Im Zeitalter des Wunschdenkens

Wir leben im Zeitalter des Wunschdenkens, in der Zeit in der es den Anschein hat, daß die Wünsche in Erfüllung gehen. In den Märchen gingen sie in Erfüllung und die Menschen liebten sie, wohl wissend, daß sie niemals wahr werden würden.

Das größte utopische Wunschdenken scheiterte 1989 an der Realität. Die gekränkte Linke ist seitdem auf der Suche nach Objekten für ihre Projektionen. Dabei gerät sie in gefährliche Fahrwasser multipler kognitiver Dissonanzen. Antisemitismus ist Klassenkampf, Arbeiterklasse ist reaktionär, Gleichheit für alle, aber technischer Fortschritt nicht für alle.

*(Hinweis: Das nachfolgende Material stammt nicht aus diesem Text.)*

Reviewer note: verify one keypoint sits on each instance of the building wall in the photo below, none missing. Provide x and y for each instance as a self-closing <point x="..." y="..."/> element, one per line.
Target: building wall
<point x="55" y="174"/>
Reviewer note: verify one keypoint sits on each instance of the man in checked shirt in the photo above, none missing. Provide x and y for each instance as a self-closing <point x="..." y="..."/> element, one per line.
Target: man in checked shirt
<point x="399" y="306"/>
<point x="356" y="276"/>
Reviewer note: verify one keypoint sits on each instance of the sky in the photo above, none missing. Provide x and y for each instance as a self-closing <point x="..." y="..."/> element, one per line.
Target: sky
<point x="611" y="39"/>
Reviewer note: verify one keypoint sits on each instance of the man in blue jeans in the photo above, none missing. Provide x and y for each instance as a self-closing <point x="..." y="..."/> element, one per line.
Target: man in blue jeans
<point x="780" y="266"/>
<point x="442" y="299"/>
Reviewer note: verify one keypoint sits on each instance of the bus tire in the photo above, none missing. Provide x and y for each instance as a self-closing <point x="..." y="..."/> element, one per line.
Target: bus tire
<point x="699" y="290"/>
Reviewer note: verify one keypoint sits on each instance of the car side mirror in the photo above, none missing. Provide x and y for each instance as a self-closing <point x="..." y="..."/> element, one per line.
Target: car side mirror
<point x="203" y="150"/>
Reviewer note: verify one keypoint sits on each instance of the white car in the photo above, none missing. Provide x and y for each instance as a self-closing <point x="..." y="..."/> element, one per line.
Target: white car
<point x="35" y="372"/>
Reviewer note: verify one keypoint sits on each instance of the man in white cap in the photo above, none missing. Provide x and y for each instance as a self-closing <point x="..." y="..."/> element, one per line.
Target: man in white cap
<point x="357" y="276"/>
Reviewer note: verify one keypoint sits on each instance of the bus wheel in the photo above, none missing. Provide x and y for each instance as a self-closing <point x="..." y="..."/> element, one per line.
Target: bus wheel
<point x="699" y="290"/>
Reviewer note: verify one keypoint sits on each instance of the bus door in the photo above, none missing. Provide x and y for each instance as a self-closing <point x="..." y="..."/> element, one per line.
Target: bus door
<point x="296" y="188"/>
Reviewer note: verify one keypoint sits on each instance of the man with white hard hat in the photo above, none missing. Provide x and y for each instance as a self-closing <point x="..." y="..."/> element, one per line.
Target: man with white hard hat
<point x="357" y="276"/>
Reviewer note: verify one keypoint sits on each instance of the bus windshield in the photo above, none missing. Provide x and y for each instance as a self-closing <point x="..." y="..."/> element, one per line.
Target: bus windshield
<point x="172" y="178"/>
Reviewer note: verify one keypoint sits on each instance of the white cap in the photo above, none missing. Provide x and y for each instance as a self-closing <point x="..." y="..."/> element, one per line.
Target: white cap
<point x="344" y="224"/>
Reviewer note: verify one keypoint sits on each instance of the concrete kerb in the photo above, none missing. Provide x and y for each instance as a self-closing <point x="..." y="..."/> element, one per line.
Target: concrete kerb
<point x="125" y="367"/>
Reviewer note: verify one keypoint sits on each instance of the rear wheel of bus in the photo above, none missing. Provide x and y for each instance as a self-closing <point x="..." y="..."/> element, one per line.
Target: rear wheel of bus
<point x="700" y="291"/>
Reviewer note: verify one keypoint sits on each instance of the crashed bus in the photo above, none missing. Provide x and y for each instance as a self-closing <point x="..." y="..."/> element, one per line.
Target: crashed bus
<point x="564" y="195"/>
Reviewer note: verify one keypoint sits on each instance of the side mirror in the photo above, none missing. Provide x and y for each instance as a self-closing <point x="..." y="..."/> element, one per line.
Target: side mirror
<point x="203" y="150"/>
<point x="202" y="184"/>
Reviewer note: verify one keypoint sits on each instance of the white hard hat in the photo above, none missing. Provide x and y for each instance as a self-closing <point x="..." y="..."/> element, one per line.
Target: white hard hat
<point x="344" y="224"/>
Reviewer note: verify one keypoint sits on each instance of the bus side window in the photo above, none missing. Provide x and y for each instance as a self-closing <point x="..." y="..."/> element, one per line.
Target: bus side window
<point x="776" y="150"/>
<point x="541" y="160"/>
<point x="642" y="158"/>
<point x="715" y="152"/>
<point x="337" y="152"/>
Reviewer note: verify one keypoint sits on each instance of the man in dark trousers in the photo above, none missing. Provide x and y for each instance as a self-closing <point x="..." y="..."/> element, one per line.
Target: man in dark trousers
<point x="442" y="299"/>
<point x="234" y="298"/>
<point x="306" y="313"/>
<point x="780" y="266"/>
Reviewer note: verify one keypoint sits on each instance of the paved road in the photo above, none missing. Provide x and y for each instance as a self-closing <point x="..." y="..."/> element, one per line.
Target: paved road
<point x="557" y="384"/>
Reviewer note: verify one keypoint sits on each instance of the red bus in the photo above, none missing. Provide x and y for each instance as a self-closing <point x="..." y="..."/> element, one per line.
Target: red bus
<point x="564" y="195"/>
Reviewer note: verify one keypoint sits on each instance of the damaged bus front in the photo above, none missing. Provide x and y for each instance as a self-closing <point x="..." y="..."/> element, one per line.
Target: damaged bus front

Noch nie gab es so viele mythische Parallelwelten wie heute. Bücher, Filme, Spiele erfüllen die Wünsche des Menschen nach Vergessen. Wer keinen Hunger, keine Kälte, keine Not kennt, findet in der Hölle der erfüllten Wünsche keinen Trost und sucht ihn in den tausenden Trivialutopien, die die Medienwelt über uns ergießt.

Die Linken kämpfen nicht mehr um die Wirklichkeit des Lebens, sondern um die des Wünschens. Sie treten in die Lücke, die die große Schwäche des modernen Menschen, sein Kampf um die Sehnsucht nach einer Traumwelt läßt.